Butler notes how prices act as signals to self-interested individuals who learn to serve their own interests by serving the self-interests of others. Markets are not one-way streets, in which one gets all the benefits and the other gets what she gets. Market exchange is a two-way street, in which each gets something they value more than what they give to the other to get it. Otherwise they would not participate, which is the one great universal ‘law’ of markets.

Nobody does other than what they volunteer to do.
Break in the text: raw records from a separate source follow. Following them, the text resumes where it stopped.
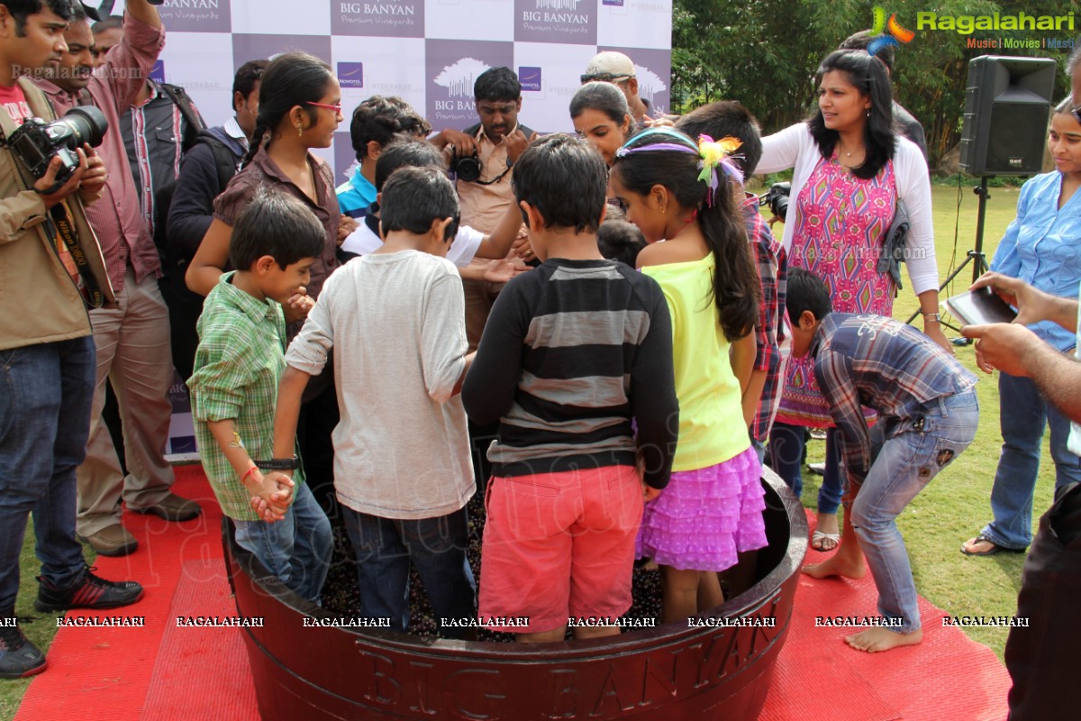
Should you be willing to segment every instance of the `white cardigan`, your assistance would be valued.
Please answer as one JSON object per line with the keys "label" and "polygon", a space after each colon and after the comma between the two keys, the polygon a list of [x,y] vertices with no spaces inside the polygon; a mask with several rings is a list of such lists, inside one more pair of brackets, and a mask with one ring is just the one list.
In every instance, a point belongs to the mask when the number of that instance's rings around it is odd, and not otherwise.
{"label": "white cardigan", "polygon": [[[920,148],[906,137],[897,135],[897,148],[893,156],[894,179],[897,197],[905,201],[910,223],[908,229],[907,261],[908,277],[917,295],[938,289],[938,265],[935,261],[935,235],[931,218],[931,178],[927,163]],[[756,173],[776,173],[795,168],[792,175],[791,202],[785,217],[785,236],[782,244],[791,255],[792,232],[796,224],[796,199],[806,185],[808,178],[822,153],[811,136],[811,128],[805,123],[786,128],[779,133],[762,138],[762,159]]]}

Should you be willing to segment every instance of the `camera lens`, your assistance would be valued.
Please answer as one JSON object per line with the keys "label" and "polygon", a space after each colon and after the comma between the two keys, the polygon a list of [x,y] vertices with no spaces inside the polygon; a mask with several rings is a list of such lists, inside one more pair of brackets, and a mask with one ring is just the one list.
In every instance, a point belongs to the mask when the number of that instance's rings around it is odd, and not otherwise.
{"label": "camera lens", "polygon": [[89,143],[96,148],[105,138],[105,132],[109,130],[109,121],[105,119],[105,114],[93,105],[79,105],[61,118],[50,123],[53,128],[64,126],[67,133],[67,146],[75,150],[82,147],[83,143]]}

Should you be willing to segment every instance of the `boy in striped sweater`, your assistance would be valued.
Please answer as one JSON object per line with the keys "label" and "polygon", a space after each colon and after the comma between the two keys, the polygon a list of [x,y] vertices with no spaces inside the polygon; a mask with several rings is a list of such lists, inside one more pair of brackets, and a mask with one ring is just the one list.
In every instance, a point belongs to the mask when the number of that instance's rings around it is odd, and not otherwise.
{"label": "boy in striped sweater", "polygon": [[[668,483],[679,406],[657,283],[597,248],[606,171],[565,135],[535,141],[513,188],[542,265],[492,309],[462,400],[489,449],[480,616],[519,641],[618,633],[643,498]],[[632,423],[637,425],[637,437]],[[638,468],[636,468],[636,460]]]}

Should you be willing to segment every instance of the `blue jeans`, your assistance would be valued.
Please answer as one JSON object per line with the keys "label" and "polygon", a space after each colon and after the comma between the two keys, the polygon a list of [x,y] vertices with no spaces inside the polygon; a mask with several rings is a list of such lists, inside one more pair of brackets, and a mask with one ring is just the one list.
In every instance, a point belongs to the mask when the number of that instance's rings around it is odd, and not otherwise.
{"label": "blue jeans", "polygon": [[[390,618],[391,628],[405,630],[412,561],[437,619],[477,617],[477,583],[466,558],[469,523],[465,508],[419,520],[369,516],[345,506],[342,511],[357,553],[361,616]],[[440,633],[458,638],[469,630],[440,628]]]}
{"label": "blue jeans", "polygon": [[991,515],[980,534],[996,546],[1024,549],[1032,543],[1032,494],[1040,472],[1040,445],[1044,426],[1051,427],[1051,457],[1055,488],[1081,481],[1081,458],[1066,448],[1070,422],[1055,406],[1043,402],[1030,378],[999,374],[1002,413],[1002,454],[991,488]]}
{"label": "blue jeans", "polygon": [[[921,427],[922,424],[922,427]],[[880,419],[871,428],[871,467],[852,504],[852,528],[875,576],[879,614],[900,618],[902,633],[920,628],[916,584],[896,518],[976,436],[973,389],[931,401],[922,418]]]}
{"label": "blue jeans", "polygon": [[267,571],[298,596],[319,603],[331,568],[334,539],[331,522],[307,483],[296,486],[296,497],[284,519],[275,523],[232,523],[238,546],[254,553]]}
{"label": "blue jeans", "polygon": [[86,454],[95,373],[90,335],[0,350],[0,617],[15,615],[28,513],[45,580],[63,588],[85,565],[75,469]]}
{"label": "blue jeans", "polygon": [[[803,426],[791,426],[774,422],[770,431],[770,464],[773,472],[788,484],[796,497],[803,493]],[[818,489],[818,512],[836,513],[841,507],[843,495],[841,480],[841,449],[837,442],[837,429],[826,431],[826,473]]]}

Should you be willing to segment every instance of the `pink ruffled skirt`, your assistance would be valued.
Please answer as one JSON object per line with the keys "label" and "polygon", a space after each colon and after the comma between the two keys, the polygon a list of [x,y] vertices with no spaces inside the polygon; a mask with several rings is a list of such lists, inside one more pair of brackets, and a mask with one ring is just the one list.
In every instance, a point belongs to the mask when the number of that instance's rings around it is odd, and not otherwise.
{"label": "pink ruffled skirt", "polygon": [[708,468],[672,472],[645,504],[638,558],[683,571],[723,571],[736,553],[764,548],[765,491],[753,448]]}

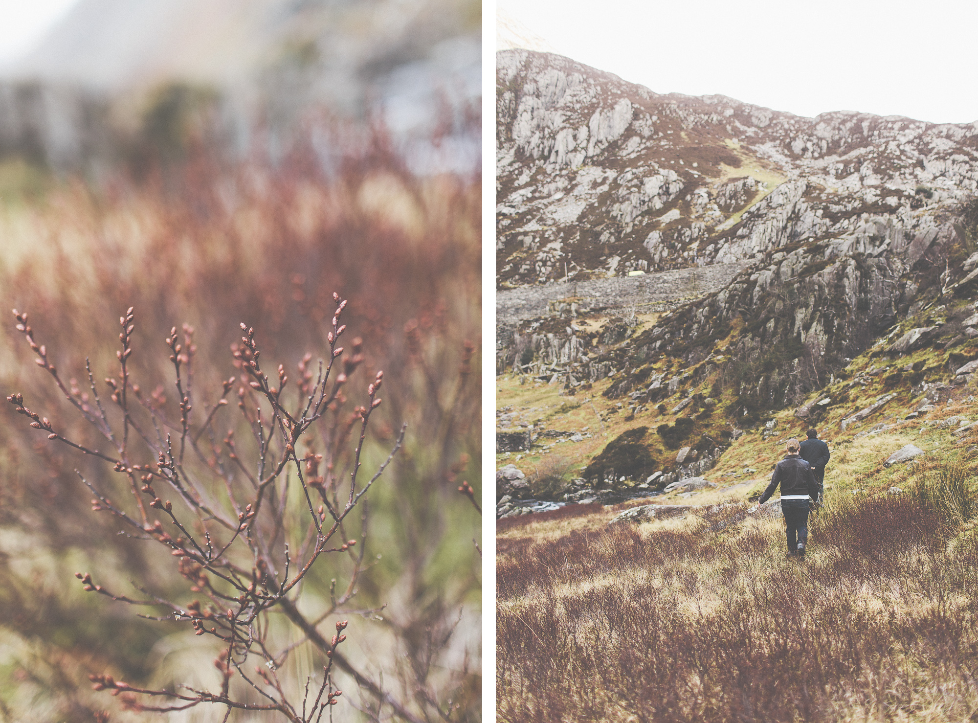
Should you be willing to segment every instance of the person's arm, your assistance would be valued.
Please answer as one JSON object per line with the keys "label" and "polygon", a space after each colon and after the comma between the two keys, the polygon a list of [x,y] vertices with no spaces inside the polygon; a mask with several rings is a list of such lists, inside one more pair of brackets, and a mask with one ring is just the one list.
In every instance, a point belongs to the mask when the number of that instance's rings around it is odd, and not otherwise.
{"label": "person's arm", "polygon": [[819,480],[815,478],[815,473],[812,472],[811,466],[804,468],[802,474],[805,475],[805,483],[808,485],[808,496],[811,497],[813,501],[818,501]]}
{"label": "person's arm", "polygon": [[812,463],[812,466],[824,469],[825,465],[828,464],[829,457],[831,457],[831,454],[828,451],[828,445],[822,442],[822,454],[819,455],[819,459]]}
{"label": "person's arm", "polygon": [[775,473],[774,474],[771,475],[771,484],[768,485],[768,488],[764,490],[764,494],[762,494],[761,498],[757,501],[758,505],[763,505],[765,502],[771,499],[771,495],[773,495],[775,493],[775,490],[778,488],[778,483],[781,481],[780,472],[781,472],[781,466],[776,465]]}

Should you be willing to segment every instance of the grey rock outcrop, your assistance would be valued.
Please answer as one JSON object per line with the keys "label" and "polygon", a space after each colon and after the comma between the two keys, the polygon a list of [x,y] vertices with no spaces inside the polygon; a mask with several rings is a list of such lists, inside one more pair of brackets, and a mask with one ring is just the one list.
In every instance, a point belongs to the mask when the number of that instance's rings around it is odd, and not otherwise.
{"label": "grey rock outcrop", "polygon": [[526,474],[516,469],[515,465],[507,465],[496,471],[496,499],[506,495],[519,499],[529,492],[530,484]]}
{"label": "grey rock outcrop", "polygon": [[901,462],[910,462],[913,458],[919,457],[922,454],[926,454],[926,452],[916,445],[906,444],[887,457],[886,462],[884,462],[883,465],[884,467],[892,467],[893,465],[899,465]]}

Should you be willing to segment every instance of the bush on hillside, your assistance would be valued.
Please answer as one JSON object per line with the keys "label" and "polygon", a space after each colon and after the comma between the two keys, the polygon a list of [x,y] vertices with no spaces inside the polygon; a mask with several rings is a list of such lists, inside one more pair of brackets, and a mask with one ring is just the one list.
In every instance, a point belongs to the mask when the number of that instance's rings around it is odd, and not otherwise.
{"label": "bush on hillside", "polygon": [[639,479],[651,474],[655,460],[643,443],[647,431],[647,427],[636,427],[612,439],[584,470],[584,478],[600,484],[619,477]]}

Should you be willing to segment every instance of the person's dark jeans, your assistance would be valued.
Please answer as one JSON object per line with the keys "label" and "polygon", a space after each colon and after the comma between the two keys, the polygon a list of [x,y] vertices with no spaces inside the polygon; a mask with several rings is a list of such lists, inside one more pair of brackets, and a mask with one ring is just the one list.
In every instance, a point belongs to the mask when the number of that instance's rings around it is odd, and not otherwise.
{"label": "person's dark jeans", "polygon": [[808,500],[781,500],[790,553],[797,552],[799,542],[808,544]]}

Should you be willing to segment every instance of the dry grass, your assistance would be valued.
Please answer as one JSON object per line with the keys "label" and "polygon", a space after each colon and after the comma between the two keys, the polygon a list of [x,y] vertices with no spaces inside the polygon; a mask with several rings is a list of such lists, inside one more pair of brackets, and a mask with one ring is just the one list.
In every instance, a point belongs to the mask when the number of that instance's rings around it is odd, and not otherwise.
{"label": "dry grass", "polygon": [[951,721],[978,706],[973,537],[949,551],[908,495],[823,513],[804,565],[783,558],[778,520],[706,532],[716,521],[502,538],[500,719]]}

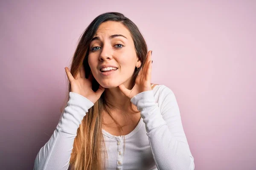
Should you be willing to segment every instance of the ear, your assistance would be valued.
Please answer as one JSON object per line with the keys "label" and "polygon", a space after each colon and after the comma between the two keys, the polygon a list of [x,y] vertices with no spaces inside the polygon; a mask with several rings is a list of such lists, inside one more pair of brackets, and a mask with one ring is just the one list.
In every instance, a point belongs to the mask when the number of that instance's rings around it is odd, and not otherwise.
{"label": "ear", "polygon": [[137,68],[140,68],[141,66],[141,62],[139,60],[138,60],[137,63],[136,63],[136,67]]}

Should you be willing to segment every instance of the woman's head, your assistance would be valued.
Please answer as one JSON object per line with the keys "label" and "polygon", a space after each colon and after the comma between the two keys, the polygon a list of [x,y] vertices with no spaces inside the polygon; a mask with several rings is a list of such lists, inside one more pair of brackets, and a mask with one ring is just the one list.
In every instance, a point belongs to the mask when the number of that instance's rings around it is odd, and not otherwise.
{"label": "woman's head", "polygon": [[[147,53],[145,42],[134,23],[121,13],[104,13],[92,22],[80,37],[70,72],[76,76],[83,65],[85,77],[88,78],[91,71],[94,77],[92,87],[94,91],[97,90],[99,83],[106,88],[115,88],[124,83],[126,87],[131,88],[128,86],[134,85]],[[105,65],[112,65],[118,69],[111,74],[104,76],[100,69]],[[70,90],[70,83],[69,93]],[[130,105],[134,111],[131,102]],[[70,162],[71,169],[104,169],[105,156],[102,157],[102,151],[105,148],[102,133],[103,110],[106,110],[119,125],[108,110],[111,105],[105,100],[103,93],[84,117],[74,142]]]}
{"label": "woman's head", "polygon": [[[117,12],[96,17],[79,43],[81,49],[84,53],[86,51],[84,64],[87,76],[91,71],[96,81],[105,88],[124,83],[126,87],[132,86],[147,53],[146,44],[137,27]],[[101,69],[108,65],[117,69],[111,74],[102,73]]]}

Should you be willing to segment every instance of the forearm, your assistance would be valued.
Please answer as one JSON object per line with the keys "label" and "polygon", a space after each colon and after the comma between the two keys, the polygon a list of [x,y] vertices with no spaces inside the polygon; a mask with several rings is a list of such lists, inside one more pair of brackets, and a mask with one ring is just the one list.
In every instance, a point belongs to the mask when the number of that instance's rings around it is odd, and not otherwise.
{"label": "forearm", "polygon": [[34,170],[67,170],[77,129],[93,103],[85,97],[70,92],[70,99],[56,129],[40,149]]}

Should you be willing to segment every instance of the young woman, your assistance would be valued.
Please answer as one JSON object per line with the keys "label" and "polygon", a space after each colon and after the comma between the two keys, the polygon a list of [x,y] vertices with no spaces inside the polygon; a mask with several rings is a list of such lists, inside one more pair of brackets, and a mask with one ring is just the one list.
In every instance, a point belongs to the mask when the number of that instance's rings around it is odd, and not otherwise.
{"label": "young woman", "polygon": [[69,99],[34,170],[194,170],[173,92],[151,83],[152,51],[122,14],[103,14],[80,38]]}

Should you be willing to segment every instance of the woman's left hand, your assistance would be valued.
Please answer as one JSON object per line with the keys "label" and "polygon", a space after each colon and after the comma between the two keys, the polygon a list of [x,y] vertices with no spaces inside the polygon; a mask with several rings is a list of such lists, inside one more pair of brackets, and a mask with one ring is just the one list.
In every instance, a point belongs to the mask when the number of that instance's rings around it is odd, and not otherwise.
{"label": "woman's left hand", "polygon": [[151,88],[151,71],[152,62],[151,60],[151,55],[152,51],[149,51],[148,52],[144,65],[140,71],[135,80],[135,84],[131,90],[126,88],[123,84],[118,86],[121,91],[129,99],[131,99],[140,93],[152,90]]}

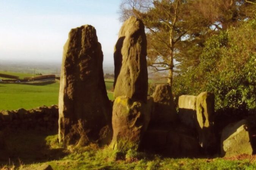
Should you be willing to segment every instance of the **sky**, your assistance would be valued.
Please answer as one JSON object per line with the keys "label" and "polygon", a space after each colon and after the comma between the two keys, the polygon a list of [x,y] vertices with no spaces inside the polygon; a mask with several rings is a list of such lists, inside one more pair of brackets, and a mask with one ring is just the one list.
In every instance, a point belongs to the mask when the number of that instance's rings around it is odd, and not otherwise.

The author shows how markets operate and why they are a superior and natural arrangement that is embedded deep in the psyche of all humans who participate in them from childhood onwards.
Overall Kennedy says
In nine short chapters or from 12 to 20 pages each, Eamonn Butler takes the reader on a tour de force around the realities of markets, providing practical guidance to markets, much of it excellent material for lecturers at all levels to students on all ages and politicians of all views, as well as those on the multitude of single-issue campaigns, Quangos, NGOs, regulatory bodies, and charities across Britain.
My copy of the book is on order and I'm looking forward to its arrival even more now.